8.—(1) A network provider or service provider must take such measures as are appropriate and proportionate to reduce the risks of the occurrence of security compromises that consist of unauthorised access to the public electronic communications network or public electronic communications service.
(2) The duty in paragraph (1) includes in particular a duty—
(a)to ensure that persons given responsibility for the taking of measures on behalf of the network provider or service provider for the purposes mentioned in section 105A(1) of the Act (“the responsible persons”) have an appropriate understanding of the operation of the network or service,
(b)to require multi-factor authentication for access to an account capable of making changes to security critical functions,
(c)to ensure that significant or manual changes to security critical functions must, before the change is made, be proposed by one person authorised by the network provider or service provider in question and approved by another person from among the responsible persons,
(d)to avoid the use of default credentials wherever possible, in particular by avoiding, as far as possible, the use of devices and services with default credentials that cannot be changed,
(e)where, despite sub-paragraph (d), default credentials have been used, to assume, for the purpose of identifying the risks of security compromises occurring, that any such default credentials are publicly available,
(f)to ensure that information which could be used to obtain unauthorised access to the network or service (whether or not stored by electronic means) is stored securely, and
(g)to carry out changes to security critical functions through automated functions where possible.
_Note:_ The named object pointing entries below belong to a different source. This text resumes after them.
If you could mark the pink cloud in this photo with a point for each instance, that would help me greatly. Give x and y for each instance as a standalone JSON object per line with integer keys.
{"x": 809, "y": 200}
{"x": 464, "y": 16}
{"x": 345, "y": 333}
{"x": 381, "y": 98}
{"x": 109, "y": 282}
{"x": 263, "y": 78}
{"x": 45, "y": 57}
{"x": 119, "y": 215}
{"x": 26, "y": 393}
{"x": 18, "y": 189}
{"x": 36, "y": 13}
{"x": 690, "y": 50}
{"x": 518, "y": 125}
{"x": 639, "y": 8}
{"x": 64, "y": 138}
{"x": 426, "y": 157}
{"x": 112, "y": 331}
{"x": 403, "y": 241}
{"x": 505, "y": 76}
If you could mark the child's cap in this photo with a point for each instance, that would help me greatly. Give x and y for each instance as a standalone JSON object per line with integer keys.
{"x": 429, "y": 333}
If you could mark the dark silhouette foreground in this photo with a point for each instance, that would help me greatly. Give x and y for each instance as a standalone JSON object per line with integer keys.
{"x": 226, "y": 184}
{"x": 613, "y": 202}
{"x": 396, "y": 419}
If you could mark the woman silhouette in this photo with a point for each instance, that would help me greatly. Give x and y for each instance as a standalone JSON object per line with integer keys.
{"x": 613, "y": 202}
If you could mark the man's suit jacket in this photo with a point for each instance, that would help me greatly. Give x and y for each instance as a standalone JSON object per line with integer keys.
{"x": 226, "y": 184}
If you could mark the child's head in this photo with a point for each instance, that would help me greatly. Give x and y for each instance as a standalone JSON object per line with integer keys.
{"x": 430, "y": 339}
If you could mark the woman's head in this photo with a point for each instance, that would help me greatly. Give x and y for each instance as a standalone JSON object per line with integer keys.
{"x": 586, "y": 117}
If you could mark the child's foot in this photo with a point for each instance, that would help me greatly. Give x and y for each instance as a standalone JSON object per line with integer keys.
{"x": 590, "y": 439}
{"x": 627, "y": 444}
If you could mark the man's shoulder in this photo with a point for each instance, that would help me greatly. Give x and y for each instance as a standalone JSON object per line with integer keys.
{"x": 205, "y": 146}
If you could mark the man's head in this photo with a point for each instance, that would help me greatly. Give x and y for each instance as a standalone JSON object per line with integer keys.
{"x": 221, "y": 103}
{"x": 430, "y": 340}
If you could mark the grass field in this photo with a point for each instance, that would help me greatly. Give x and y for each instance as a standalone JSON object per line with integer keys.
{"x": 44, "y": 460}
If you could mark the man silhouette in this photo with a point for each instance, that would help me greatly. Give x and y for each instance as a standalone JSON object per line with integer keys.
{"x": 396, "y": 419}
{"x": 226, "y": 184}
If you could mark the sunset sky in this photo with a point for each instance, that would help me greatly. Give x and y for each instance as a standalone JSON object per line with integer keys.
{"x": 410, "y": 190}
(3) A network provider must have in place, and use where appropriate, means and procedures for isolating security critical functions from signals which the provider does not believe on reasonable grounds to be safe.
(4) A network provider or service provider must limit, so far as is consistent with the maintenance and operation of the public electronic communications network or the provision of the public electronic communications service, the number of persons given security permissions and the extent of any security permissions given.
(5) A network provider or service provider must also—
(a)ensure that passwords and credentials are—
(i)managed, stored and assigned securely, and
(ii)revoked when no longer needed,
(b)take such measures as are appropriate and proportionate to ensure that each user or system authorised to access security critical functions uses a credential which identifies them individually when accessing those functions,
(c)take such measures as are appropriate and proportionate, including the avoidance of common credential creation processes, to ensure that credentials are unique and not capable of being anticipated by others,
(d)keep records of all persons who—
(i)in the case of a network provider, have access to the public electronic communications network otherwise than merely as end-users of a public electronic communications service provided by means of the network, and
(ii)in the case of a service provider, have access to the public electronic communications service otherwise then merely as end-users of the service, and
(e)limit the extent of the access to security critical functions given to a person who uses the network or service to that which is strictly necessary to enable the person to undertake the activities which the provider authorises the person to carry on.
(6) A network provider or service provider must ensure—
(a)that no security permission is given to a person while the person is in a country listed in the Schedule, and
(b)that any security permission cannot be exercised while the person to whom it is given is in a country so listed.